Nutri-Score : la Commission européenne sème le trouble
Alors que l’Europe doit se prononcer dans les prochains mois sur le logo nutritionnel qu’elle souhaite imposer sur tous les produits alimentaires emballés, une annonce a ravi les opposants au Nutri-Score : ce dernier ne serait pas retenu… Reste à savoir à quel point l’alternative qui sera proposée diffèrera du système à cinq couleurs.
« Nous ne proposerons pas le Nutri-Score. » Le 30 septembre dernier, Claire Bury, directrice adjointe à la durabilité alimentaire au sein de la Commission européenne, a créé la surprise, lors d’un débat organisé par le média Politico, en indiquant que l’Europe ne retiendrait pas ce logo comme indicateur nutritionnel obligatoire sur l’ensemble des produits transformés. Le choix d’un tel indicateur simplifié, à apposer en face avant des emballages alimentaires, est attendu pour la fin de l’année, ou le début de l’année 2023. Et le Nutri-Score (actuellement facultatif) semblait compter parmi les favoris.
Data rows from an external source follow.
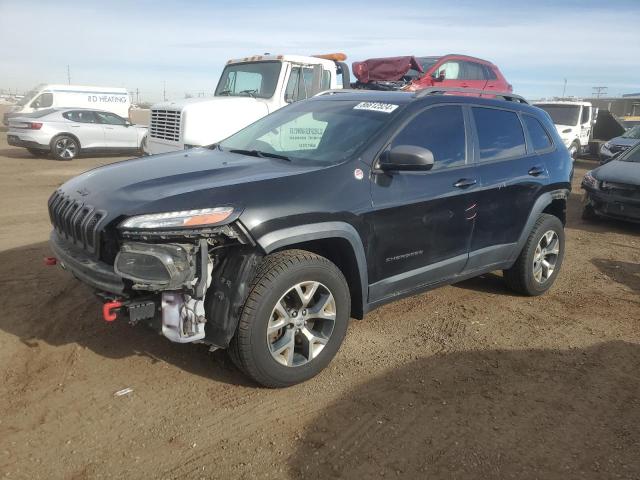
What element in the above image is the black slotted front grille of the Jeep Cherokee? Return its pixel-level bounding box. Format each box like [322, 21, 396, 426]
[49, 192, 106, 256]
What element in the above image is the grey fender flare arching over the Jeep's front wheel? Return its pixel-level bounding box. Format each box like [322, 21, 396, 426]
[256, 222, 369, 313]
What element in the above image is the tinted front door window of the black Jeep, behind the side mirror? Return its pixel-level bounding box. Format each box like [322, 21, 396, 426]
[391, 105, 466, 170]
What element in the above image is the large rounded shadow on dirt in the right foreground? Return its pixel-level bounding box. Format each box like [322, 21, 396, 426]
[289, 342, 640, 479]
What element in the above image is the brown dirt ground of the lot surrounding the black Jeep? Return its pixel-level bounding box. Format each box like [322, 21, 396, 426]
[0, 118, 640, 479]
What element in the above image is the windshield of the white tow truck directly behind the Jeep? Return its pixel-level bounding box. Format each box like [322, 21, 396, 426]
[215, 62, 282, 98]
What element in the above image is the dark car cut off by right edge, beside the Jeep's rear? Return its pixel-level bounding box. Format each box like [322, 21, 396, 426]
[582, 143, 640, 222]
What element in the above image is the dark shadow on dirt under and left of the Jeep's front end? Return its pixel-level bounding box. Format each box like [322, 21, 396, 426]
[0, 242, 249, 385]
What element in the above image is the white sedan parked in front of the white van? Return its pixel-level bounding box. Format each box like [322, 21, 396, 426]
[7, 108, 147, 160]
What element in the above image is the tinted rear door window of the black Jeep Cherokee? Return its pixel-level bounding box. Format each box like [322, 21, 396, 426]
[472, 107, 526, 162]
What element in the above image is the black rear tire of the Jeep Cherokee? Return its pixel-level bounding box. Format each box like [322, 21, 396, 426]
[503, 213, 564, 296]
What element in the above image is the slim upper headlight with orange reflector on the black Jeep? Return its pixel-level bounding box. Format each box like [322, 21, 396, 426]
[120, 207, 233, 230]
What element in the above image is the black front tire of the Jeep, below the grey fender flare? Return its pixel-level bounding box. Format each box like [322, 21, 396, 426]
[229, 250, 351, 388]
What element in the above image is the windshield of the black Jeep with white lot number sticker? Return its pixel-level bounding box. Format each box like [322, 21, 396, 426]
[219, 100, 400, 164]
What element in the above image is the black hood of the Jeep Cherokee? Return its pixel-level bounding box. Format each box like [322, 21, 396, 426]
[60, 148, 327, 221]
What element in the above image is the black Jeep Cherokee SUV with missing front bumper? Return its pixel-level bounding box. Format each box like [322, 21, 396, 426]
[49, 90, 571, 387]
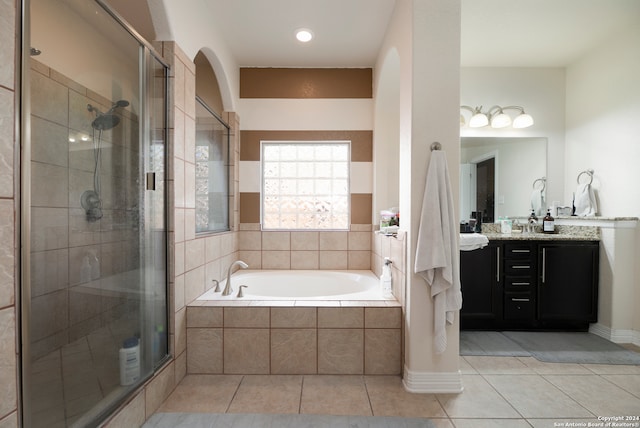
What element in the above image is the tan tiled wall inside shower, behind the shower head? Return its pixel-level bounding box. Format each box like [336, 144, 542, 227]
[30, 60, 140, 359]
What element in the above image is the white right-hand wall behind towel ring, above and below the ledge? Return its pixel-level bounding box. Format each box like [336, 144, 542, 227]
[564, 23, 640, 334]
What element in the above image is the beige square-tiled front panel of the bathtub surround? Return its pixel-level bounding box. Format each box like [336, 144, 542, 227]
[187, 301, 402, 375]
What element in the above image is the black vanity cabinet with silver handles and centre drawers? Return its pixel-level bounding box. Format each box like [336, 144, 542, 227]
[460, 240, 599, 330]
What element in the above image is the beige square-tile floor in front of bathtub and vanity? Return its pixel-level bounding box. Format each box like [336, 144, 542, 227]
[158, 348, 640, 428]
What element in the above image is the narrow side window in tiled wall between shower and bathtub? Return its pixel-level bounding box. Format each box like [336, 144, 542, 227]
[195, 97, 230, 233]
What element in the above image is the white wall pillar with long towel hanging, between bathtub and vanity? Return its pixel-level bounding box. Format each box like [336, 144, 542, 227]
[374, 0, 462, 392]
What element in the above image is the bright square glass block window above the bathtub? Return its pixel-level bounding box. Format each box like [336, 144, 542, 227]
[261, 141, 351, 230]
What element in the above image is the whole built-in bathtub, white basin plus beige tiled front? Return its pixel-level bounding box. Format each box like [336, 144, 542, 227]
[186, 269, 403, 376]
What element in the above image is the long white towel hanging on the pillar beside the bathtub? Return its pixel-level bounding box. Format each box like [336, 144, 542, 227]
[414, 150, 462, 354]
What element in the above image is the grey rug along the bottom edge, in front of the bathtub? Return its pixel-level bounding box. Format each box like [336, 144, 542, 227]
[142, 413, 435, 428]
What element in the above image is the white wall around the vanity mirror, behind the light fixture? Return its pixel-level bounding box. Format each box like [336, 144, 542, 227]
[460, 67, 571, 205]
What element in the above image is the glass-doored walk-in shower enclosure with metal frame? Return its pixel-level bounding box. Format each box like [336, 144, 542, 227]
[20, 0, 168, 427]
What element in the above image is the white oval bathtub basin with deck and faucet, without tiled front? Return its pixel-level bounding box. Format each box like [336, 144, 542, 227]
[197, 270, 393, 300]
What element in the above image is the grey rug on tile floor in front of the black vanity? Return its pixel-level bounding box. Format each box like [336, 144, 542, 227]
[460, 331, 640, 365]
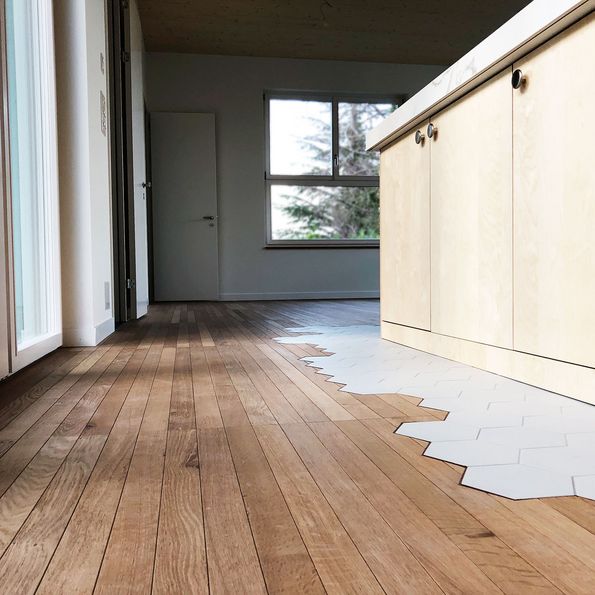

Déjà adopté par des centaines de marques dans 7 pays différents, il a en effet reçu le soutien du Centre international de recherche sur le cancer de l’OMS, ainsi que de plusieurs dizaines de sociétés savantes et associations liées à la santé. Et s’il ne fait pas pour autant l’unanimité dans la communauté scientifique, il apparaît comme le seul logo existant à répondre parfaitement aux 3 principaux critères d’un bon indicateur nutritionnel, définis par le Centre commun de recherche de la Commission européenne :
- être interprétatif (en attribuant une note d’intérêt nutritionnel aux produits) ;
- simple (la note se réduisant à une seule lettre allant de A à E) ;
- associé à un code-couleur (du vert pour le A au rouge pour le E).
Un lobbying intensif
Pourquoi, alors, vouloir l’exclure ? Pour « éviter la polarisation du débat », a justifié Claire Bury. Le logo concentre les attaques d’une partie de l’industrie agricole et agro-alimentaire et de certains pays, Italie en tête, qui l’accusent notamment d’être simpliste et trop sévère vis-à-vis de certains produits (en particulier le fromage et la charcuterie). Dans un tel contexte, il semblerait donc que le choix de la Commission (qui n’a pas souhaité répondre à nos questions) soit stratégique : pour s’assurer que le Parlement européen et les États membres adoptent le logo, mieux vaudrait proposer un nouveau système pour ne pas cristalliser les oppositions !
Un retard accru
Tout n’est pas perdu pour les défenseurs du Nutri-Score, car le logo qui sera finalement proposé par l’Europe pourrait s’en inspirer largement. Néanmoins, si la Commission devait avancer vers une alternative, voire une combinaison de différents systèmes, cela retarderait l’adoption d’un indicateur nutritionnel obligatoire dans toute l’Europe, estime Serge Hercberg, l’un des scientifiques à l’origine du Nutri-Score. « Il faut des années pour développer un logo et le tester », rappelle-t-il. Or, de l’aveu même de Claire Bury, sur ce sujet, l’Europe est déjà « en retard par rapport au reste du monde ». Le Chili, Israël, le Canada ou encore le Brésil ont en effet déjà rendu obligatoire l’apposition d’indicateurs nutritionnels simplifiés en face avant des emballages. Et l’Europe n’est, pas plus que ces pays, épargnée par les ravages de la malbouffe : rien que le surpoids et l’obésité feraient 1,2 million de morts, chaque année, sur le Vieux Continent.